Periódico zonal del Barrio de Liniers para la Comuna 9
October 24, 2020 1:54 pm
Cosas de Barrio

PIQUETE A LA GORRA

Una mirada analítica sobre la reciente rebelión de la Policía Bonaerense y las consecuencias que podría generar en la fuerza y la ciudadanía

Como en ediciones anteriores, el licenciado en Seguridad Alberto Meni Battaglia, comisario inspector retirado de la Policía Federal Argentina y ex gerente de Seguridad de Brinks Argentina, vuelve a aportar en esta columna su mirada sobre la problemática de la inseguridad. En esta ocasión ofrece su parecer sobre el reciente amotinamiento de los efectivos de la Policía Bonaerense. Meni Battaglia es además profesor de Eje del Derecho y de Derecho Administrativo en la Escuela de Cadetes de la Federal, Juan Ángel Pirker.

Por diversas causas endógenas y exógenas, la seguridad de un país -o la de una de sus ciudades principales- está en peligro de verse superada y rebalsada. Y como suele ocurrir en estos casos, los principales perjudicados son los habitantes de esa ciudad o región, en quienes pesan las consecuencias de las medidas tomadas por las autoridades, que nunca son consultadas con ellos, sean económicas, sociales, educativas, etc.

Hace muy poco tiempo nuestra Provincia de Buenos Aires fue afectada por una huelga policial encubierta de la Policía Bonaerense que, con ribetes piqueteros y un atrevimiento poco común por parte de los amotinados, llegó a rodear la residencia presidencial de Olivos y hasta hacer estallar en su entrada una bomba molotov.

Pero eso no es todo. El otro ítem peligroso fue que no había ningún responsable por parte de la policía para poder negociar, no había nadie que condujera ese movimiento, y -pese a que lo negaban- el conurbano se quedó prácticamente sin vigilancia policial o con una dotación muy reducida, ya que la mayoría de los móviles se hallaban en Puente 12 o en La Plata, sin cumplir funciones de patrullaje.
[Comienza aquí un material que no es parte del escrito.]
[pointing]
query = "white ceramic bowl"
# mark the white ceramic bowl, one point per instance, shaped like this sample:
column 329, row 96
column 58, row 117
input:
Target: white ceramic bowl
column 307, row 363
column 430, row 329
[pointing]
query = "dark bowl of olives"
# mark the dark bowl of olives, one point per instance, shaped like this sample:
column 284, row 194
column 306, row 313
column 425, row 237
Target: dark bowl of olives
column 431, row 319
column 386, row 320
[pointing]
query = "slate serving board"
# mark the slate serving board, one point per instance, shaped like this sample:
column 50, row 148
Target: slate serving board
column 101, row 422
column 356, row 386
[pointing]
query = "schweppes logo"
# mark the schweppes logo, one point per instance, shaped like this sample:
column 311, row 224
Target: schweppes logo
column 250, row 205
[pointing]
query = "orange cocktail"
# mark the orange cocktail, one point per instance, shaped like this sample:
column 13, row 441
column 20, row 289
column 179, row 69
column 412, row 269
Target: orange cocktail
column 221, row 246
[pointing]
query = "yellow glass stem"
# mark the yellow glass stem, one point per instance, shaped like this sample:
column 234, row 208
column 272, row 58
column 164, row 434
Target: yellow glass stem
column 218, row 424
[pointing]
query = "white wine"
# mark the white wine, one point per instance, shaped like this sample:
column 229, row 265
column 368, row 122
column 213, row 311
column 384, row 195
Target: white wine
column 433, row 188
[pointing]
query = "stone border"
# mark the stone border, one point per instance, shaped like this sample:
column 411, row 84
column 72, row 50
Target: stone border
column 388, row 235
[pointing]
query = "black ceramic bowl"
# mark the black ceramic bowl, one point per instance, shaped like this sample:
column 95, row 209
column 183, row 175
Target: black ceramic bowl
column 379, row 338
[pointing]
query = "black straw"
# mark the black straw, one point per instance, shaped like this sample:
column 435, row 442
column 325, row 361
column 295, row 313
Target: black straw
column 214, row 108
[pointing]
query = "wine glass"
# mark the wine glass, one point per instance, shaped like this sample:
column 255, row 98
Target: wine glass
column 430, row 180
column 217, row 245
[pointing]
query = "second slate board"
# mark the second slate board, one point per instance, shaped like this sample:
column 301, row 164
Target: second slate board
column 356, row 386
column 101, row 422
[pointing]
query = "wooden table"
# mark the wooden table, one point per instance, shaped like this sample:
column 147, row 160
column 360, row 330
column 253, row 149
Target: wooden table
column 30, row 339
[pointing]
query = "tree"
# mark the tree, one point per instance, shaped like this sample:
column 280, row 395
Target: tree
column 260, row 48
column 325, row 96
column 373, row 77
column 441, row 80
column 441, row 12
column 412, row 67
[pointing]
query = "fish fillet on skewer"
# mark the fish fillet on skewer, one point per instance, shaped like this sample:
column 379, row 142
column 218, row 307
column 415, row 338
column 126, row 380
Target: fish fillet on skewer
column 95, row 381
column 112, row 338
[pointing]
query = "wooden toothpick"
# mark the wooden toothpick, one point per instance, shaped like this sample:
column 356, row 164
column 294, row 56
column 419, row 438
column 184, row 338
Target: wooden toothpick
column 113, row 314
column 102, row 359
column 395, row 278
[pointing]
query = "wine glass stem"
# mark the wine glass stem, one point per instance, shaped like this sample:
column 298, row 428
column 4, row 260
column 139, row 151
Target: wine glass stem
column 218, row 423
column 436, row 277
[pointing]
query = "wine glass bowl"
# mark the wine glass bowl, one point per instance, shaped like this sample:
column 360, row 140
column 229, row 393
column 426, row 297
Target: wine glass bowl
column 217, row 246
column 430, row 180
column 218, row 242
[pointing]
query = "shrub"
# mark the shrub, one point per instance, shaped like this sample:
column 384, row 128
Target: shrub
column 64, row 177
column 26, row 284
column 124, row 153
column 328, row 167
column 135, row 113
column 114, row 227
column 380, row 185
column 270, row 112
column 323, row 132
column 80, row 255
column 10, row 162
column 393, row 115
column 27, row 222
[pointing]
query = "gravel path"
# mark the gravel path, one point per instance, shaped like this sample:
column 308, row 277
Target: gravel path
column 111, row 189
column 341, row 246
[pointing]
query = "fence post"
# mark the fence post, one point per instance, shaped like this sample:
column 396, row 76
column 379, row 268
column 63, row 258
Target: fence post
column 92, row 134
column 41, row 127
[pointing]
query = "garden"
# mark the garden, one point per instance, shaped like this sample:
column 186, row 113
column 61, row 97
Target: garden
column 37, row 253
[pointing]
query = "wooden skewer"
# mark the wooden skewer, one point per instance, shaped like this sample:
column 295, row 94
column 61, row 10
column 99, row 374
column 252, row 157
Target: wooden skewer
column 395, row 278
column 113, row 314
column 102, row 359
Va de suyo que lejos está el autor de estas líneas de criticar los motivos de esta lucha. Motivos que, en su gran mayoría, son estrictamente económicos y que se suman a la falta de respaldo pare el cumplimiento de la misión policial. Elementos absolutamente válidos y necesarios, pero si el método para obtener lo que se pretende (léase aumento de salarios, respaldó político, falta de elementos sanitarios para aislarse del Covid19, etc.) es el que se observó por las cámaras de televisión, quedó evidenciado un grosero error de concepto.
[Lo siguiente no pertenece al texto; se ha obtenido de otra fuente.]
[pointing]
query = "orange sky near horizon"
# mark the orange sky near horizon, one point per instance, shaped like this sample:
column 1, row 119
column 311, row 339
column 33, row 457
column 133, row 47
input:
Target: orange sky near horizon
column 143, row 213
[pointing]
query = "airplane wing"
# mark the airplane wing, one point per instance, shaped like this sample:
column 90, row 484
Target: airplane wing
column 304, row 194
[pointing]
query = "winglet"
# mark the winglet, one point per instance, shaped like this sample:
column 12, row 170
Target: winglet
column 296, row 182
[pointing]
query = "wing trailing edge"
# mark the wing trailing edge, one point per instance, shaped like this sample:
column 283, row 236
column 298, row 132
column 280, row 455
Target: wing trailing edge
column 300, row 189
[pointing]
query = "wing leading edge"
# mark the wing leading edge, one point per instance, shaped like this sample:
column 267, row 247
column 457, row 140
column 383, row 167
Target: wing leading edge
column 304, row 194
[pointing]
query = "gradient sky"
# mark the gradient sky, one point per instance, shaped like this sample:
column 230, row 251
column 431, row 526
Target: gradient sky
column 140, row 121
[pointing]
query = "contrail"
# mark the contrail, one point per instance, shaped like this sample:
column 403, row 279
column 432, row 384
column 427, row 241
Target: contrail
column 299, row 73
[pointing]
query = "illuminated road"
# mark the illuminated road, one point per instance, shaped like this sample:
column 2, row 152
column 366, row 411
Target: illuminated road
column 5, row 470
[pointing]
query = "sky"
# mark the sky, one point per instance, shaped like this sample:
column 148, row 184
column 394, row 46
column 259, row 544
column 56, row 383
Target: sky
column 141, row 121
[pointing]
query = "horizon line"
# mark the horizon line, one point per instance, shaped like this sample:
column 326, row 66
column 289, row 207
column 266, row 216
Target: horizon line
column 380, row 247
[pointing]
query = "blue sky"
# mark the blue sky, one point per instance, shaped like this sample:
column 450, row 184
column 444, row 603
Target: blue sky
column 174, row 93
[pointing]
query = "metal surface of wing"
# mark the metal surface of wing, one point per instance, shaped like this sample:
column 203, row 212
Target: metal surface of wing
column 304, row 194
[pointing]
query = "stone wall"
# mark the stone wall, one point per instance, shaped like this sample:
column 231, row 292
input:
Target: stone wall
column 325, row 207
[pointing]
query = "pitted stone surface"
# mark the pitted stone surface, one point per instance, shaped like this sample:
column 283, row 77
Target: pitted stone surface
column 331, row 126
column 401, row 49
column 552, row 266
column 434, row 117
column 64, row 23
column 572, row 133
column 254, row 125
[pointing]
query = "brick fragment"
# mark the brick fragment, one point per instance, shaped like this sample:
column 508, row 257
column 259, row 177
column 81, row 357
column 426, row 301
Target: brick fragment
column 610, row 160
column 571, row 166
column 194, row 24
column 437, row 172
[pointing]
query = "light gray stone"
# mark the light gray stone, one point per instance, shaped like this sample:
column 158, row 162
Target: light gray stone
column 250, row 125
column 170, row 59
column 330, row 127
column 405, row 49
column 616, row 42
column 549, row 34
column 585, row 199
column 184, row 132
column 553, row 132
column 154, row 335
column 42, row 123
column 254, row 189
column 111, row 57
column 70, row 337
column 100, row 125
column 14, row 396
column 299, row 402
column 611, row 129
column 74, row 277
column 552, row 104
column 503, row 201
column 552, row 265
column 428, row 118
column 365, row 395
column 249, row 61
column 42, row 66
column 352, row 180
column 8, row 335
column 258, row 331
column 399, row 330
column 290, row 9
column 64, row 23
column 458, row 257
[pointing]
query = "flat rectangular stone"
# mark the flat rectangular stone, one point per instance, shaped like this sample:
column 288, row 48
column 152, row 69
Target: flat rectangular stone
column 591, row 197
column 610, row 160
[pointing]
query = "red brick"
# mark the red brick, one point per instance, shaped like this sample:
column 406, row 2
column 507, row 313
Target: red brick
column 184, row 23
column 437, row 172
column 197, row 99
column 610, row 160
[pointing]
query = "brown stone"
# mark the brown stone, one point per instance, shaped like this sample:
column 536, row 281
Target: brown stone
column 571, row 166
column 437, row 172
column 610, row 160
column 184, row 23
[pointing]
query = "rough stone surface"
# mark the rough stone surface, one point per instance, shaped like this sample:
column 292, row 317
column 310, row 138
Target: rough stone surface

Más allá de estos episodios lamentables, quedó claro el desconocimiento por parte de las mas altas autoridades policiales, y sobre todo del ministro de Seguridad bonaerense, el teniente coronel (r) Dr. Sergio Berni, quien últimamente se mostró muy activo y mostrándose capaz de estar en todos los detalles de “su policía”, tal como suele manifestar ante los medios en todo momento. Claro que tampoco escapa de la crítica la plana mayor de la Policía Bonaerense, que no podía ignorar lo que se estaba gestando y finalmente ocurrió.

Si se hubiera actuado con eficacia y oportunismo, todo esto podría haberse evitado sin llegar al extremo en el que el Gobierno nacional, lejos de intentar negociar, debió directamente acceder a todas las demandas del personal policial, acatando una por una.

El atrevimiento de los amotinados llegó incluso al límite de exigirle al Presidente de la Nación que saliera a la vereda de la quinta presidencial para “negociar” con ellos, rechazando de plano la posibilidad de que fueran ellos quienes ingresaran a la residencia para estrechar el canal de diálogo.

Esto acontece cuando se rompe la cadena de mandos, algo gravísimo en una fuerza policial. Los grados y la disciplina vertical que supone una fuerza policial –lógica de la que no está exenta Policía de la Provincia de Buenos Aires- son el eslabón básico de esa cadena de mandos. De allí que, recuperarla, es una de las misiones más difíciles de lograr. La manera más simple y directa es sancionando a los cabecillas de la rebelión, algo que parece imposible, ya que uno de los pedidos establecidos en el petitorio firmado por ambas partes, fue el de “no sancionar” a los cabecillas de los amotinados. De allí entonces lo complejo que se observa la misión de recuperar la cadena de mandos en esa institución policial.

Sólo resta esperar que la cordura triunfe en ambas partes, para no tener que volver a vivir este tipo de situaciones. Como asegura aquel viejo dicho “cuando veas a tu vecino las barbas cortar, pon las tuyas a remojar”. Hasta la próxima.